Currently, the rVSV-ZEBOV vaccine is manufactured under serum-free conditions in adherent Vero cells using the roller bottle technology (Monath et al., 2019). To reduce manufacturing costs, more scalable bioprocesses involving microcarrier bioreactors and fixed-bed bioreactors have been studied recently (Kiesslich et al., 2020). However, these adherent cell processes still have scale-up limitations, for example the cell expansion steps during the seed train operation require cell detachment from and re-attachment to surfaces, usually involving enzymatic solutions such as trypsin. Suspension cell systems are considered superior with regards to process scale-up, since the transfer of cells to successively larger bioreactor vessels is straightforward.
Adherently growing Vero cells are the most used continuous cell line in viral vaccine manufacturing. For example, vaccines against Ebola, influenza, Japanese encephalitis, polio, rabies, rotavirus and smallpox are available on the market and vaccines against other infectious diseases are under development, using this cell line. The many advantages of this cell line are its broad susceptibility to many viruses, the long-term experience in cell culture and the regulatory portfolio associated with vaccine manufacturing organization and health authorities worldwide (Kiesslich and Kamen, 2020).
Adaptation of the Vero cell line to grow in suspension culture to significantly improve this cell culture manufacturing platform has been of interest for many years (Litwin, 1992; Paillet et al., 2009). Lately, studies have reported the successful adaptation using proprietary media (Rourou et al., 2019; Shen et al., 2019).

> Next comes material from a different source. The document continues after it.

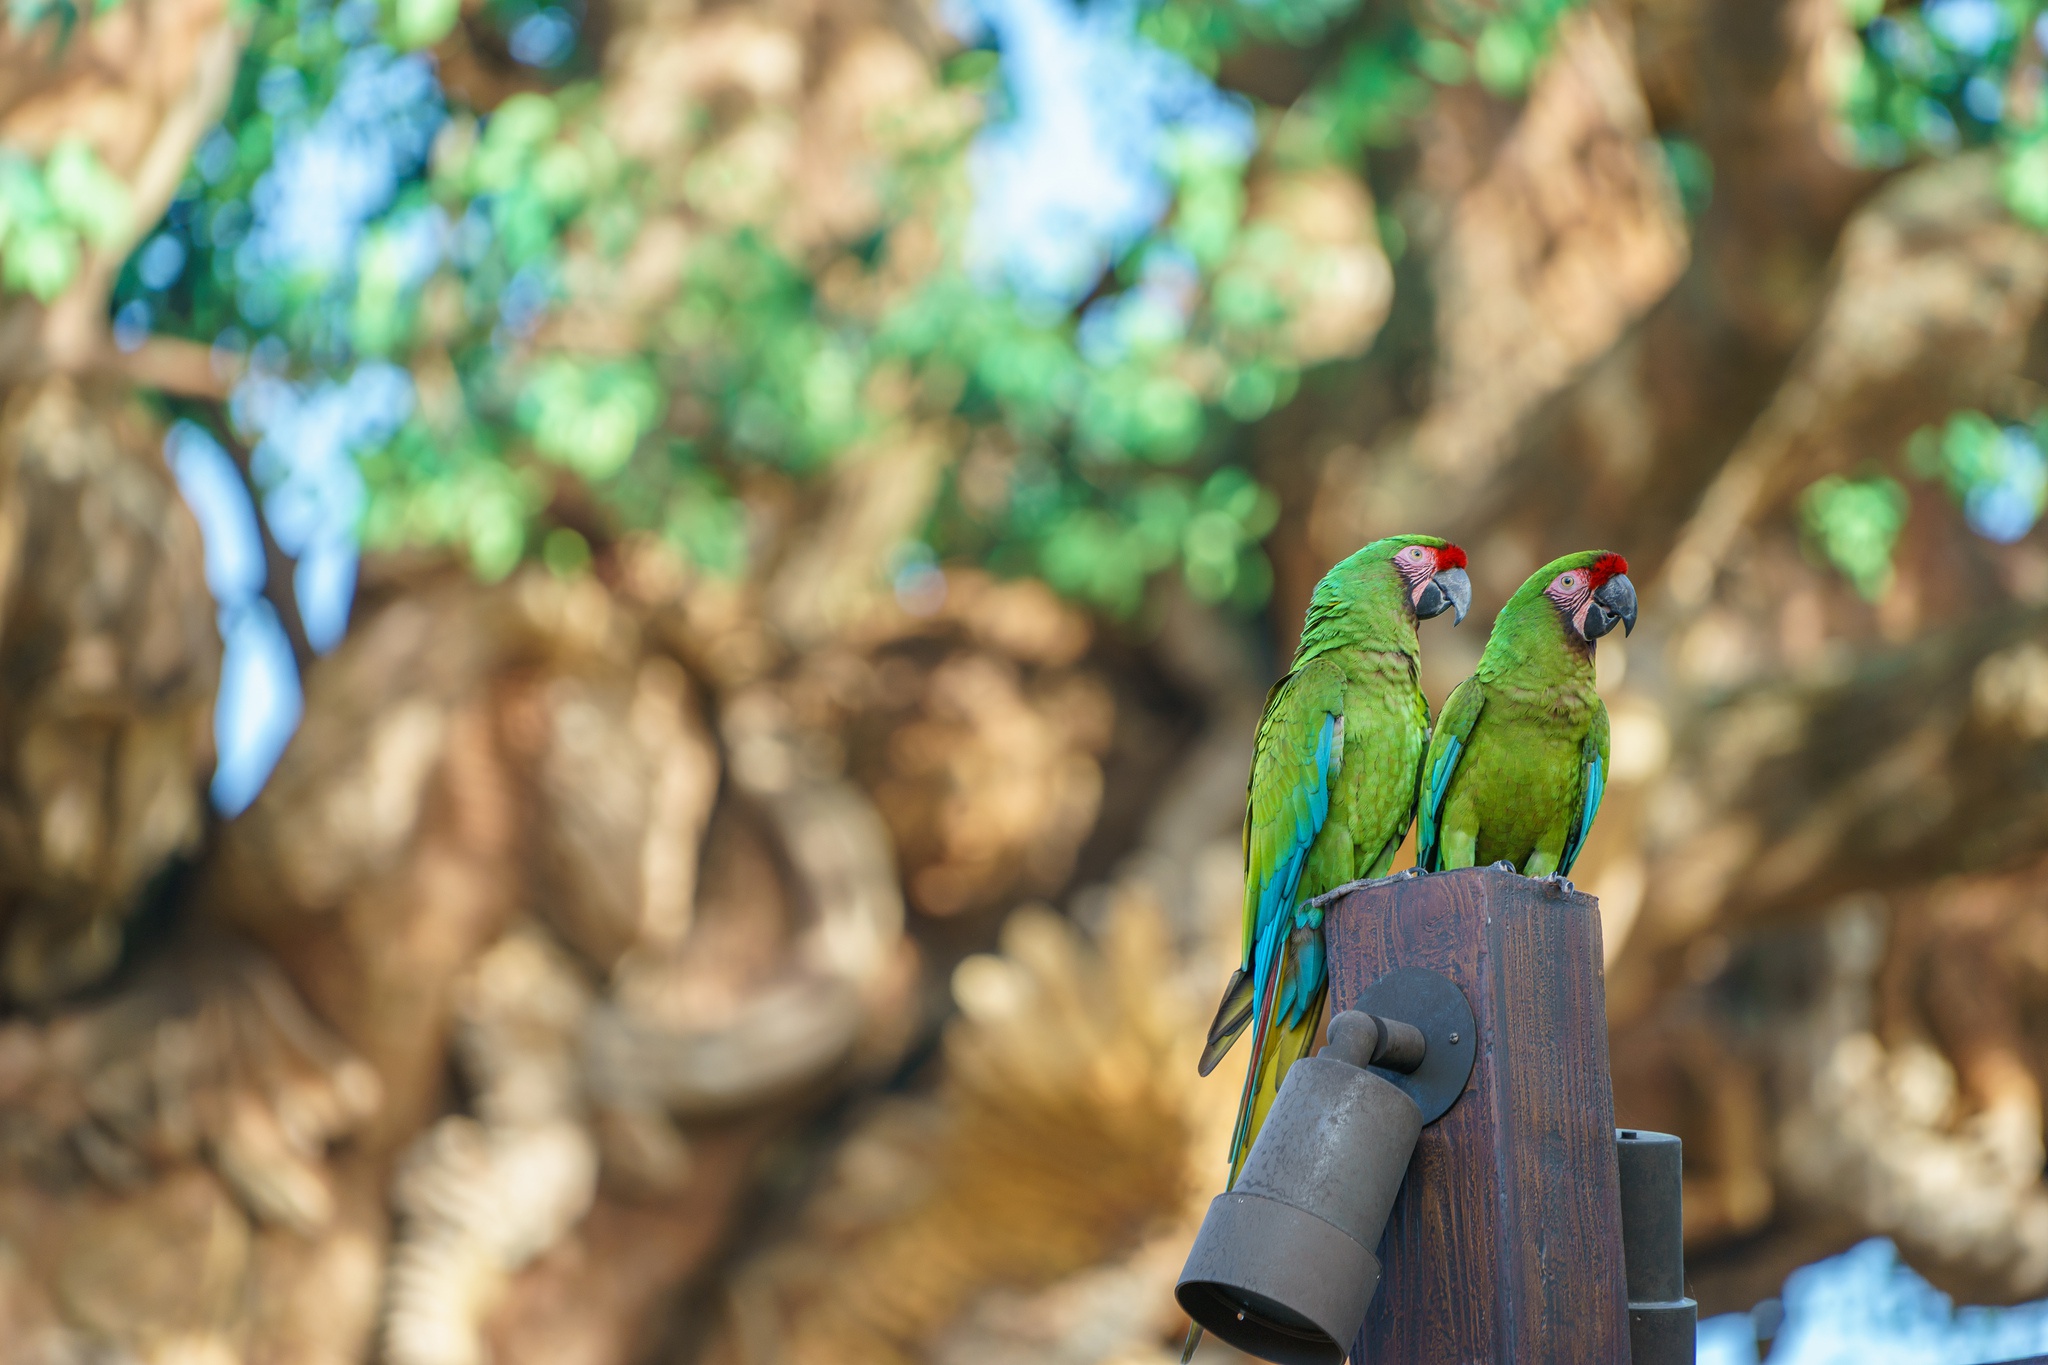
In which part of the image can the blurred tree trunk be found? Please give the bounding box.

Shen et al. showed that Vero cells can grow in suspension culture in serum-free batch and perfusion bioreactors, and successfully applied their system to the production of rVSV-GFP, which uses the native glycoprotein VSV-G for viral entry into the cell.
In this work, we further explore the Vero suspension system described previously (Shen et al., 2019), and demonstrate its applicability to relevant rVSV-based vaccine candidates. Using rVSV-ZEBOV as a model for rVSV, we focus on small scale experiments to optimize the multiplicity of infection (MOI) and investigate effects of different cell densities. Next, we compare the production of rVSV-ZEBOV in this system to the production in Vero cells that were adapted to grow in suspension culture in a commercially available medium. In addition, we show the production of newly developed candidate vaccines against HIV (rVSV-HIV) and COVID-19 (rVSVInd-msp -SF-Gtc ). Based on these results, we demonstrate production in batch bioreactor for all three rVSV variants.